Rarement aura-t-on vu pareils revirements suite à des élections, que ce soit au Québec ou au fédéral. Et là je ne parle pas de simples promesses politiciennes, mais de portraits économiques maquillés à des fins purement électoralistes. D’équilibres budgétaires on a passé en quelques semaines à des déficits qui s’annoncent gargantuesques. Il n’y a jamais eu de marge de manœuvre au Québec alors qu’on a préféré taire un nouveau calcul de la péréquation qui signifiera un manque à gagner d’un milliard de dollars. À Ottawa, le prochain budget plongera dans le rouge dans des profondeurs rarement vues depuis des décennies. Le Québec devra ajuster le sien en fonction des priorités du gouvernement Harper et les municipalités ne comptent pas parmi celles-ci.

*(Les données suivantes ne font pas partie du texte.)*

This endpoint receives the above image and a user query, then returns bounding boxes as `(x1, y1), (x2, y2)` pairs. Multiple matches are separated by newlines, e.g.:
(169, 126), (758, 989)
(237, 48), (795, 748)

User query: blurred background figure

Tout se passe maintenant comme s’il n’y a pas de lendemains. On a ressorti la rhétorique keynésienne qui suggère des baisses d’impôts ainsi qu’un accroissement de la dette de façon à relancer la consommation lors d’une récession. Le problème c’est que la crise actuelle constitue plutôt un changement de paradigme et que les recettes du passé ne sont plus garantes de succès. S’il y a une chose sur laquelle s’entendent bon nombre d’économistes, c’est que la crise actuelle et les plans de sauvetages se meuvent dans des territoires inconnus sur le plan économique. Un simple paradoxe pour illustrer le propos : la crise actuelle émerge d’une consommation excessive liée à un endettement sans précédent. Tous les plans de sauvetage visent actuellement à poursuivre l’endettement et relancer la consommation. Un cercle vicieux qui peut provoquer une inflation en même temps que prolonger la récession : une stagflation sinon une dépression.

Bien sûr, les municipalités applaudissent chaque fois qu’un milliard s’ajoute aux programmes d’infrastructure alors qu’il y a un immense retard à combler. Mais qu’arrivera-t-il lorsque les politiciens enlèveront leurs lunettes roses et réaliseront que la crise ne se résorbera pas de sitôt et que l’hypothèque budgétaire pèse trop lourdement? Déjà, des milliards ont été distribués aux institutions financières qui pourtant portent la responsabilité de cette crise. L’industrie automobile ontarienne, une simple filiale américaine, a aussi été secourue avec l’argent des contribuables. Les gouvernements devront d’une main sauver des secteurs économiques et de l’autre restreindre les programmes d’aides. C’est à qui criera le plus fort. Les lobbies sont déjà sur un pied de guerre. Par exemple, avec la chute du prix du pétrole, l’exploitation des sables bitumineux de l’Ouest n’est plus rentable. Nul doute que les pétrolières voudront leurs parts.

Le Québec est sorti affaibli à la suite des dernières négociations avec le gouvernement Harper. Les municipalités devront plus que jamais faire front commun pour s’assurer non seulement de la prolongation du programme d’infrastructures, mais aussi d’une répartition équitable entre les centres urbains et les régions. Si ces milliards vont dans le béton et l’asphalte, ce ne seront pas toutes les municipalités qui pourront en bénéficier. Les bureaux d’architectes sont concentrés dans les grands centres urbains ainsi que les sociétés de pavage ou de construction.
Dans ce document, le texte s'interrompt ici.